活動に参加したのは途中からになりますが、研究活動、ヒアリング、啓発のためのツール開発など、活動全般に関わっています。
この記事では、これまでやってきたこと、その所感などを書いていこうと思います。
私が初めに関わらせてもらったのは、ダブルマイノリティ当事者の経験談への返信とヒアリングでした。
この活動では、まずサイト「死にトリ」でダブルマイノリティの方にアンケートをとり、ZOOMでのヒアリング可能な方には経験談を送ってもらっていました。
ヒアリングを実施する際は、あらかじめ経験談を読んで返信を書いてから、話を聞く流れをとっています。
経験談とヒアリングで思ったのは、とても皆さんオリジナルで個性的な方だな、ということです。
それは今ある概念でいうなら確かに「発達障がい」「セクシュアルマイノリティ」というカテゴリーに当てはまりはするのですが、たとえば発達障がいがあるからといって、「発達障がいの○○さん」みたいに理解できるわけはなく、「○○さん」はその人一人だけで、その人なりの感性をもっていて、経験をしてきています。
だから一人ひとりで考えると、似てる部分はあまりないと私は感じていて、共通するのは今の「当たり前」に窮屈さを感じたり、不利益を被っている部分だけ、と言えるかもしれないと思いました。
私自身もASDであり、感性や考えが個性的であるせいでセクシュアリティについても多数派とはいえないので(LGBTQでいうならQになります)、一応ダブルマイノリティに当てはまります。だからヒアリングした相手には、似ている部分も全然似ていない部分もあれども、いつも勝手に仲間意識を感じながら話を聞かせてもらっていました。
その後は月に1回の定例ミーティング(業務的な打ち合わせもありますが、それが終わったら毎度実質研究会になっています)と、不定期にアドバイザーを呼んでの意見交換会を行って、今後どんな活動をしていくか計画を考えて、徐々に実践にもつなげてきました。

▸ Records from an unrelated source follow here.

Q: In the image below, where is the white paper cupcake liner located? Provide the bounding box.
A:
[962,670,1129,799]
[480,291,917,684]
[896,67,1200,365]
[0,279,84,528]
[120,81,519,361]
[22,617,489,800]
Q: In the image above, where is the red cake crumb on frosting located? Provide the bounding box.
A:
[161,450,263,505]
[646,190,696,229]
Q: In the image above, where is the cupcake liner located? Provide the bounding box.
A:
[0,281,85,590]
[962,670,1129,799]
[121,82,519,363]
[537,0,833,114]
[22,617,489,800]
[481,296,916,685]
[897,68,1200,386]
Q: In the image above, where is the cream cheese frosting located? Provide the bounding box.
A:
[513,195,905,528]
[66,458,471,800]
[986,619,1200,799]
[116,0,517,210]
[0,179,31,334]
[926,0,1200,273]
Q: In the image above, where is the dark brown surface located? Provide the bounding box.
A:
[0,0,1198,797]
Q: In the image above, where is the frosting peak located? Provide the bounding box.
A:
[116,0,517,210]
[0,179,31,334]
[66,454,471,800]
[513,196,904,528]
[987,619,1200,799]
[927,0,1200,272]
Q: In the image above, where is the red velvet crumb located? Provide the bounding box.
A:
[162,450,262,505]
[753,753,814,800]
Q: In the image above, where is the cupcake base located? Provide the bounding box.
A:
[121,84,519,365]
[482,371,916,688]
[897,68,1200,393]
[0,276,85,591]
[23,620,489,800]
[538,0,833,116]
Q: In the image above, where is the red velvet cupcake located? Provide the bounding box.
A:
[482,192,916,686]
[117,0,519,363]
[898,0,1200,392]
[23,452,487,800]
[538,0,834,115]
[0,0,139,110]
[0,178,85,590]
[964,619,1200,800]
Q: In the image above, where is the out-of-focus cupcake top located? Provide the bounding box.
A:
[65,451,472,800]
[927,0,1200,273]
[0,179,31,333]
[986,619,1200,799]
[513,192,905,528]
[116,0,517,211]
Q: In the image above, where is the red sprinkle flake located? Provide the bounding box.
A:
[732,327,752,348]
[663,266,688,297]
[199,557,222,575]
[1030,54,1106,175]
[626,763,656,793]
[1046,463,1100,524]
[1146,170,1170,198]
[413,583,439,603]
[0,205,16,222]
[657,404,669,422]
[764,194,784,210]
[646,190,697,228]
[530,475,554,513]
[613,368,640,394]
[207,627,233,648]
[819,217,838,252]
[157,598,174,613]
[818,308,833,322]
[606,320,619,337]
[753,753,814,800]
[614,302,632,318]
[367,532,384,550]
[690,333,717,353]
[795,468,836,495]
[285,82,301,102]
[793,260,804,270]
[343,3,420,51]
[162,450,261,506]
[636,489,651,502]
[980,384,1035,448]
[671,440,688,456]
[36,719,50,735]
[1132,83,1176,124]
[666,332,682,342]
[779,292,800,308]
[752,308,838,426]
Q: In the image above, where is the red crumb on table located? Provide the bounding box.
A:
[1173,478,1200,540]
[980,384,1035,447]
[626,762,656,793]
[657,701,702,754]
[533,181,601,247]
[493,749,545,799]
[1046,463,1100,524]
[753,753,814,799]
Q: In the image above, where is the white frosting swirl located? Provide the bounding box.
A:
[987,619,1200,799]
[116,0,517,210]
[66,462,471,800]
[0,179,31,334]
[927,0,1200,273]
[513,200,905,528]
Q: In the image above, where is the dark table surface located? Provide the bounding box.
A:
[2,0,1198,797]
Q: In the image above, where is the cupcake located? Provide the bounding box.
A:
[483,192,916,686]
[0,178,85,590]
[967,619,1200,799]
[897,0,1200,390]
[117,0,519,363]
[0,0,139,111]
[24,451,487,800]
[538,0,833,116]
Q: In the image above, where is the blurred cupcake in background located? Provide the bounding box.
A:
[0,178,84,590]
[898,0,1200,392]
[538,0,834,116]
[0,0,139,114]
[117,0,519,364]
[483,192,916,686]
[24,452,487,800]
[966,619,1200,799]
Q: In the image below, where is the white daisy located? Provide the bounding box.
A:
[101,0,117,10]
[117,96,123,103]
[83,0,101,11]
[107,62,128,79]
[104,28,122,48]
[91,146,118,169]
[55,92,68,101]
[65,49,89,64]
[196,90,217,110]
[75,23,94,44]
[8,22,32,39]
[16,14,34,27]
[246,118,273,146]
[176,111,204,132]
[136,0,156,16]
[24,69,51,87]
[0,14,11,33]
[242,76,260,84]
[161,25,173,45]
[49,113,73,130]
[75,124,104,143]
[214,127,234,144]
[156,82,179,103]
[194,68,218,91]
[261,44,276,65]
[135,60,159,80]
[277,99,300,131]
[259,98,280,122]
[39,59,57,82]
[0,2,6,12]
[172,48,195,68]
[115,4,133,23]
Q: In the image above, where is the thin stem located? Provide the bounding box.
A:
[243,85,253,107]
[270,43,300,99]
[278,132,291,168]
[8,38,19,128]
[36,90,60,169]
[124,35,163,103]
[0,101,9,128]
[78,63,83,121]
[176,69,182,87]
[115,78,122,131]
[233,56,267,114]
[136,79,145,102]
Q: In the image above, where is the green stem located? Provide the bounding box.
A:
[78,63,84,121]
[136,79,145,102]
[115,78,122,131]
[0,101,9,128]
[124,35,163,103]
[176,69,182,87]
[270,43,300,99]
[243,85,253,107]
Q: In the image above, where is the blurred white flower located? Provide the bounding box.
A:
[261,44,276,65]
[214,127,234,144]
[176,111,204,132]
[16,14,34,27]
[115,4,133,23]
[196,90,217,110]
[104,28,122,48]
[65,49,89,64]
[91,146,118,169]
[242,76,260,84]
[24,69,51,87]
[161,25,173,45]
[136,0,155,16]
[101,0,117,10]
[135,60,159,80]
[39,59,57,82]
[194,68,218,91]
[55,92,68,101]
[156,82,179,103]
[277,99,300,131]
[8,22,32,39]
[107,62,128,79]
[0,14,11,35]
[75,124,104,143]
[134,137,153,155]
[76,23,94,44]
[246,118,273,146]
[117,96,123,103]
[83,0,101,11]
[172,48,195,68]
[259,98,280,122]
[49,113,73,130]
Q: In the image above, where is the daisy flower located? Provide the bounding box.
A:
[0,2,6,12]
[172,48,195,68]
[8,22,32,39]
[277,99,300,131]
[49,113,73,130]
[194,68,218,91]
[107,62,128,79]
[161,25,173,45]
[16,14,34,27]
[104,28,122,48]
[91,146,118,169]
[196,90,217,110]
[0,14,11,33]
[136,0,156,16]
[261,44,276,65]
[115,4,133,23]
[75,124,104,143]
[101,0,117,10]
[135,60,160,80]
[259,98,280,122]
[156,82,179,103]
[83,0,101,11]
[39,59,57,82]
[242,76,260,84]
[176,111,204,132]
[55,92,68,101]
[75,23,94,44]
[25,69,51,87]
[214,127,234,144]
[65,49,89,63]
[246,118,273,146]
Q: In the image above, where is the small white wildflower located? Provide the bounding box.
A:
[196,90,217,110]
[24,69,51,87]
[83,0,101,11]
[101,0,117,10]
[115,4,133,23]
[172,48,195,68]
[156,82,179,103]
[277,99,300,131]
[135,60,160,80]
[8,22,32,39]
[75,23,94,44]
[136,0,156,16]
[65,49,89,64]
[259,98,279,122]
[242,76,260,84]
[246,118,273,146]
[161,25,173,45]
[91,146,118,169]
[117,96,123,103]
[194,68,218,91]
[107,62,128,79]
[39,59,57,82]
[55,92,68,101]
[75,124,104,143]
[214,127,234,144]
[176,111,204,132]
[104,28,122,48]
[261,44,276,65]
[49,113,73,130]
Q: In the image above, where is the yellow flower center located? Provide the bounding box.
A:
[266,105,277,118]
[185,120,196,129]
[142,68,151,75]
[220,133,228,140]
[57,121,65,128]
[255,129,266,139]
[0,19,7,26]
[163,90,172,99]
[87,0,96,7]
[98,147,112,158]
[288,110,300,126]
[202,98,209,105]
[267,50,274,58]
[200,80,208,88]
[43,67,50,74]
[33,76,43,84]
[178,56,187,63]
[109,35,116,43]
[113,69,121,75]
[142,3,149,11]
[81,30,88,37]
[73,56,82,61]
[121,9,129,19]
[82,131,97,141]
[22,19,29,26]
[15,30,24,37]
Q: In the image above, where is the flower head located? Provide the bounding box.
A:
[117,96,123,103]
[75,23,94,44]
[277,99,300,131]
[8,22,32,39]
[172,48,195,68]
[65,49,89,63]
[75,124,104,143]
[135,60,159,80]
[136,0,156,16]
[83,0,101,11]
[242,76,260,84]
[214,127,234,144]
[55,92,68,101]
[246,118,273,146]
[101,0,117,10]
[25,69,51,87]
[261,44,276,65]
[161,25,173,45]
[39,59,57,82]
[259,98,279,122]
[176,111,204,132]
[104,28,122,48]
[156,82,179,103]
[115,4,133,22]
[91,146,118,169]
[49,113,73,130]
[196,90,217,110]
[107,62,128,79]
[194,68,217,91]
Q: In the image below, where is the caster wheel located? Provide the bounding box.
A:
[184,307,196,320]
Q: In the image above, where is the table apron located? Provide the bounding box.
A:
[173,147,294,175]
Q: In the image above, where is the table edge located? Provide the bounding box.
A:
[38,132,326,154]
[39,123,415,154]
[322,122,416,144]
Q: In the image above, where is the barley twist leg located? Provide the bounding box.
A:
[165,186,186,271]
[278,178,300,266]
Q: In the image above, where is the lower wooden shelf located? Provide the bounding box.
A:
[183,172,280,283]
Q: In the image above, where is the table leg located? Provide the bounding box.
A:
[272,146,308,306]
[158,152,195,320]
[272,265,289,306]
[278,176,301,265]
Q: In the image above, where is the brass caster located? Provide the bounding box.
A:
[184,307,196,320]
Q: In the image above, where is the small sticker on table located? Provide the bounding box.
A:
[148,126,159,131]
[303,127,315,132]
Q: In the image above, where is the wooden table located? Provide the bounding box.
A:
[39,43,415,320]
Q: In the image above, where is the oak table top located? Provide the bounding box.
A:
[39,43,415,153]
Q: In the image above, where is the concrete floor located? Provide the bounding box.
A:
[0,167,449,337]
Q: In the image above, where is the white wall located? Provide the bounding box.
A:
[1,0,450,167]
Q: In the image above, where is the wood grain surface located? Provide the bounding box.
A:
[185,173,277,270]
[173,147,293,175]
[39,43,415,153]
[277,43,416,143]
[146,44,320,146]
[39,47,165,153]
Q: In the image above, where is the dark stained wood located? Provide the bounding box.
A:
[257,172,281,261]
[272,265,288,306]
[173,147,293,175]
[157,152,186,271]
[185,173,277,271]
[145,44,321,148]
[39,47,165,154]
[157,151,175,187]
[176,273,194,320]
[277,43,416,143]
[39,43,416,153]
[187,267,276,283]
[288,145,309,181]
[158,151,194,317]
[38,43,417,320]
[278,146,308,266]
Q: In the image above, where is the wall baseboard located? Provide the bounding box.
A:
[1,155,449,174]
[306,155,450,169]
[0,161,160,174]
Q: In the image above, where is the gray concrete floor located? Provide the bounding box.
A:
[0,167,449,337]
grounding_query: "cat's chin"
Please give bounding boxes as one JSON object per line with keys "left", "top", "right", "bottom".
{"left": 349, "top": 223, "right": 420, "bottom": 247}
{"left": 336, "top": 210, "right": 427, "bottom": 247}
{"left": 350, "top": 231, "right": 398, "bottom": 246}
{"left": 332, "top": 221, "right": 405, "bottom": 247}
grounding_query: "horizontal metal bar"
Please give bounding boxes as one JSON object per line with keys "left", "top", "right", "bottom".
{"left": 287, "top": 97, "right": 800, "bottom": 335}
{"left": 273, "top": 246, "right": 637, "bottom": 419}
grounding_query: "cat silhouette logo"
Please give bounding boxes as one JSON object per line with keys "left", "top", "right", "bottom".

今月からようやく、つながっている方向けへの公開の研修会もスタートしました(今後も月1回開催していく予定です)。noteも始動したので、アウトリーチも進めていく予定です。
これまでのミーティングで一番議題にあがっていたのは、主にマジョリティ(この事業では「マイノリティ初心者」と呼んでいます)向けの啓発についてで、動画制作の準備は進めていたのですが、今月の話し合いの結果、一度その作業はストップさせることにしました。
マイノリティの立場・心情に素直になってしまえば、情報発信は「マジョリティにマイノリティを理解してほしい」といった方向性になってしまいがちです。でも今はマジョリティとされる人たちも、安心安全や、自己表現の機会が不十分な世の中です(マジョリティもマイノリティもどっちだって安心安全がないといっても、受ける不利益や脅かされる規模は違いますし、同じだとは私は思いませんが…)。とはいえ、余裕のない中で生きている人に「これを理解してほしい」というメッセージを押しつけても、あまり良いことは起こらないと感じています。
そのあたりの構造やジレンマにどう対処していくかは、簡単ではないテーマなので、もっと活動をしていってから啓発に取り掛かろう、ということになりました。
考えれば考えるほど、迷宮入りしていくようで、でも少しずつ大事な部分には近づけているような、簡単には結論の出ない活動です。
だからこそ今後も、いろんな人と語り合うことをしていけたらと思っています。